Did you know that many homeschoolers graduate from high school with their Associates degree? Dual Enrollment is a great way for your child to get a head start in their college career as well as save money on their college education.
Benefits of Dual Enrollment
Free College Credits
In many states dual enrollment is free! This means your child can earn college credits at no cost. If they plan on attending a state school after graduation all these credits will transfer, therefore reducing the cost of their college education.
Preparation for College
Dual enrollment is a great way to ease your child into college. Community colleges are usually smaller and more laid back than a university.
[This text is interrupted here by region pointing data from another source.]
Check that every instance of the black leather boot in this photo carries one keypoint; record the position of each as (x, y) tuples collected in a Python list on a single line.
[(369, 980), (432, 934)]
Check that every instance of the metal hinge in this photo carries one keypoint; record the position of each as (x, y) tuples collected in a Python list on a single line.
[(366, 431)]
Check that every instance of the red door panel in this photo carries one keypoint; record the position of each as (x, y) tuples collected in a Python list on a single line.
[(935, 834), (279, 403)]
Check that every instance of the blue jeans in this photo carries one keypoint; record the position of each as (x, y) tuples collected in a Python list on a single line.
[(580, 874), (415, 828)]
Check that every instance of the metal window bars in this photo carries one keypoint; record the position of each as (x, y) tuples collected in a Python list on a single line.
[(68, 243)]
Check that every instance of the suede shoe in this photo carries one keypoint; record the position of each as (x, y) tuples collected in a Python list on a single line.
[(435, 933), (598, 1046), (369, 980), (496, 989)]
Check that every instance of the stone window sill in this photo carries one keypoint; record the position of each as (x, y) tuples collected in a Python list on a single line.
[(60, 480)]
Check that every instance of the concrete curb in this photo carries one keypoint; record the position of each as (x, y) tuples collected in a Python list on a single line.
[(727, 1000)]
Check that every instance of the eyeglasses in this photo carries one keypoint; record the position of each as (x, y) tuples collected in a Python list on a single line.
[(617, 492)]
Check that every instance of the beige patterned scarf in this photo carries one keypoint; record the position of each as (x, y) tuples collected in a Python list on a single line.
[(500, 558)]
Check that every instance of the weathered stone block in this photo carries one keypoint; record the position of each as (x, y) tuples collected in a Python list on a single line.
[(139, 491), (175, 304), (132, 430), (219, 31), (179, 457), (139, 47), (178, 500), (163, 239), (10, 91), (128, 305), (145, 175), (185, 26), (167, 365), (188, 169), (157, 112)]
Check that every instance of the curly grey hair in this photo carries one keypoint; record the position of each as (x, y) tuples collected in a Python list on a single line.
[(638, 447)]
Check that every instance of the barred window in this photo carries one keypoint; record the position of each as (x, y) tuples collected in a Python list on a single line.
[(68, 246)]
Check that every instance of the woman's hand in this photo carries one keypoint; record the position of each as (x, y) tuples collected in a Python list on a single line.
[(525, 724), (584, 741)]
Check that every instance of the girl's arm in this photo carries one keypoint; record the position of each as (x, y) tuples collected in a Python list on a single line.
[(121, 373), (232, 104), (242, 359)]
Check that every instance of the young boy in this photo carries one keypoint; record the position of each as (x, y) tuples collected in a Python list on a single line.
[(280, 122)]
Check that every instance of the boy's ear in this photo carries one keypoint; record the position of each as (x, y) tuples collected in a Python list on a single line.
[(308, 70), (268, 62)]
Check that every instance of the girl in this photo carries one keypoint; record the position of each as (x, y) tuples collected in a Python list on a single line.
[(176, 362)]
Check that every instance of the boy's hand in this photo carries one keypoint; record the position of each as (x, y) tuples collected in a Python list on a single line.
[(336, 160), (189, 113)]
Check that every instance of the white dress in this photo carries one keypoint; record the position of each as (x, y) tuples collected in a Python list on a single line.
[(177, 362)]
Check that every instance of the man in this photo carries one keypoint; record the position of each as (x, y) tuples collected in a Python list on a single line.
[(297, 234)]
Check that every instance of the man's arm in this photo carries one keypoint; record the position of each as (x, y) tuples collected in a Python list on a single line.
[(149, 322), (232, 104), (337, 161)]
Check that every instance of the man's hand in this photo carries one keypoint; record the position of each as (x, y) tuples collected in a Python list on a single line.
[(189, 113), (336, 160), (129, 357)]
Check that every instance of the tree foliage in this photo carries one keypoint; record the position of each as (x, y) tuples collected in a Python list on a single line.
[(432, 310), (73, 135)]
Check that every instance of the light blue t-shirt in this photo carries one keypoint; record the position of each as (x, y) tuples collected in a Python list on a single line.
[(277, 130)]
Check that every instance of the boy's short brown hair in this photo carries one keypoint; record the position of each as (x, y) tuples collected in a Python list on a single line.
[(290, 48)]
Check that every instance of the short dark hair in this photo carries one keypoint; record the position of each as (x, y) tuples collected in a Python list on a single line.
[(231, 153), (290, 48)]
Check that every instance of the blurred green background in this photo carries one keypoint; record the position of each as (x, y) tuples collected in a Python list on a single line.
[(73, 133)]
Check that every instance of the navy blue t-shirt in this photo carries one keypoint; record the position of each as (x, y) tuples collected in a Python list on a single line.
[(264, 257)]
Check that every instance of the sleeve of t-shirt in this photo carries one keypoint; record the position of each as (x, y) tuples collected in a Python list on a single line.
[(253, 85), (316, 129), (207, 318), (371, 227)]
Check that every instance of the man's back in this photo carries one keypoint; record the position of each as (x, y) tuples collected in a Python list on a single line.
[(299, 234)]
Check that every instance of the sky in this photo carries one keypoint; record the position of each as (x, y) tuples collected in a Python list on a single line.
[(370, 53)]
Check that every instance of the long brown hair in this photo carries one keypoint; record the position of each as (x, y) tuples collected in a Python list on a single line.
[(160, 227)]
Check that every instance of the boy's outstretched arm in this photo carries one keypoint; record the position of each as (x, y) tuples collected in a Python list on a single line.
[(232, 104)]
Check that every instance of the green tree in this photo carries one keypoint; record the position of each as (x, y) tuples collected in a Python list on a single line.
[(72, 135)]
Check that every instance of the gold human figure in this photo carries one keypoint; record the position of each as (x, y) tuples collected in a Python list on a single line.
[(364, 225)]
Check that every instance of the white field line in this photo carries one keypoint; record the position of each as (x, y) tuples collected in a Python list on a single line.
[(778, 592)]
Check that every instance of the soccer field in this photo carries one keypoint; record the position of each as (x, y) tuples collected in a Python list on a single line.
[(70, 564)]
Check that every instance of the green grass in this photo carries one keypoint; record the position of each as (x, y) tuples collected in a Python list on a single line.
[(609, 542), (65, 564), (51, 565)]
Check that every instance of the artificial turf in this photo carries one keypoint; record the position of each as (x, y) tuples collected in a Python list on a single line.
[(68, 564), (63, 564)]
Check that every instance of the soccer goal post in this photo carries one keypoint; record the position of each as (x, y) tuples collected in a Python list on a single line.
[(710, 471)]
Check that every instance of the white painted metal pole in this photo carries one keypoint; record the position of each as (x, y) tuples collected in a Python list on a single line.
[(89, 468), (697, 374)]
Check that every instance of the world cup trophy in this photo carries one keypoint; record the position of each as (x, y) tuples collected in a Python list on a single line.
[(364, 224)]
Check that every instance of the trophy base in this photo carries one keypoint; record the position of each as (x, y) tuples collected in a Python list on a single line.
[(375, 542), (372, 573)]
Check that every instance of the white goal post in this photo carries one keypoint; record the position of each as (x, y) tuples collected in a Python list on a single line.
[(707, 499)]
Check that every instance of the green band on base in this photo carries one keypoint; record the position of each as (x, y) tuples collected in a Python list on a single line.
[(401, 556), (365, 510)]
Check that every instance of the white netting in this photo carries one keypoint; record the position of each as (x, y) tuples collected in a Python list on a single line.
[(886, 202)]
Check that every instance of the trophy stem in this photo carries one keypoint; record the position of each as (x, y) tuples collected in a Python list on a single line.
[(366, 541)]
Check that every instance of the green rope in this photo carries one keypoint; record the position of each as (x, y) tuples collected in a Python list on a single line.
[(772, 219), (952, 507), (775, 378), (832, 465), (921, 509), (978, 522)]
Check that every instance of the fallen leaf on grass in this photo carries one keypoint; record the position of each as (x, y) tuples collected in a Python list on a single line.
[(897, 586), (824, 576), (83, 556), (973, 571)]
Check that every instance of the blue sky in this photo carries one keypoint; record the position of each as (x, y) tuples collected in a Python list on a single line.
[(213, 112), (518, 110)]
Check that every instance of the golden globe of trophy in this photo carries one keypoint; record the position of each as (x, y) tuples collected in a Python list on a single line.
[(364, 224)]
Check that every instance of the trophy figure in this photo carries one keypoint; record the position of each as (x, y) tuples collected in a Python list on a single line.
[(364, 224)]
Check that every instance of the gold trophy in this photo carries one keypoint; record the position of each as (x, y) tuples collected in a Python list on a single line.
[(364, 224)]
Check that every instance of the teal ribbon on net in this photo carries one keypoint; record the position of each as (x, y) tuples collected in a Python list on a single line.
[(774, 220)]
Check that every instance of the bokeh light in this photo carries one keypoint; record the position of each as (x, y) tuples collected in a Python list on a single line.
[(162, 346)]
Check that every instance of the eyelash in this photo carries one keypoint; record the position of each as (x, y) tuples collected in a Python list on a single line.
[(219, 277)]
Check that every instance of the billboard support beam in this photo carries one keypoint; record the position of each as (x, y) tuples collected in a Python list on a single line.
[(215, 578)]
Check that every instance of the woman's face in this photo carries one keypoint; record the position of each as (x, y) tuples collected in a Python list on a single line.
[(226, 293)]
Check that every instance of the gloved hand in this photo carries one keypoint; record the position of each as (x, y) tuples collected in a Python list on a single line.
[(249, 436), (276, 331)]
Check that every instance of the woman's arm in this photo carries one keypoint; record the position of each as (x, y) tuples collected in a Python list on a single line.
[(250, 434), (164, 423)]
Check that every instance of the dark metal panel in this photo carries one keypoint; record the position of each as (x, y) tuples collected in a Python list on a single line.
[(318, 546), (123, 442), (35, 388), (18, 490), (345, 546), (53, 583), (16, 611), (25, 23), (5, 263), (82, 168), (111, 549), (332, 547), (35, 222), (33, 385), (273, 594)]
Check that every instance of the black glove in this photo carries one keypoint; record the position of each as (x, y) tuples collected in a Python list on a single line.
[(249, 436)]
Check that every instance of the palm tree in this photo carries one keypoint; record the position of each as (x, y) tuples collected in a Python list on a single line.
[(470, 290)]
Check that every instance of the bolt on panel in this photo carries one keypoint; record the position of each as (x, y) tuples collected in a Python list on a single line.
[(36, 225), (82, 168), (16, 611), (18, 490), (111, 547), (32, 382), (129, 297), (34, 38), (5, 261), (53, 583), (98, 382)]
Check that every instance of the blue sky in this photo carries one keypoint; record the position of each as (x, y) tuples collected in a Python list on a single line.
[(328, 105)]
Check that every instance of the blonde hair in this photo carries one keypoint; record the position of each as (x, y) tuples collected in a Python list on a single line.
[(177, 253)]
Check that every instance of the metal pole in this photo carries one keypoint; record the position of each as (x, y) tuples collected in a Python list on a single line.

Your child can “try out” college before leaving home.
Relieves Teaching Responsibilities
If you don’t think you are cut out for teaching high school, dual enrollment classes can do it for you. Most colleges accept students at age 15 or 16 depending on their test scores. If teaching high school scares you, dual enrollment can help.
Preparing for Dual Enrollment
Raise an Independent Learner
If you think your child will be taking college classes in high school, start preparing them in the eighth grade. Let them take ownership of their education and see if they are up to the challenge. A child who needs constant daily prodding to finish their work in the tenth grade probably isn’t ready for college classes.
Let them Drive
For the first two months of dual enrollment I drove my daughter to college and back twice a week. If you don’t want to spend your school day in the car, make sure your child has their driver’s license before they start classes. This will free you up to teach your younger children.
Prep for Tests
Most colleges require ACT/ SAT or college placement scores from homeschoolers in order to sign up for classes. Make sure your child is prepared for the standardized tests well in advance. The college placement test is free and is administered by the college.
Dual Enrollment isn’t for Everyone
Not every child is cut out for dual enrollment. If you aren’t comfortable with your child sitting in a classroom with thirty people they don’t know, ages 17-50 then consider online classes or waiting until your child is older.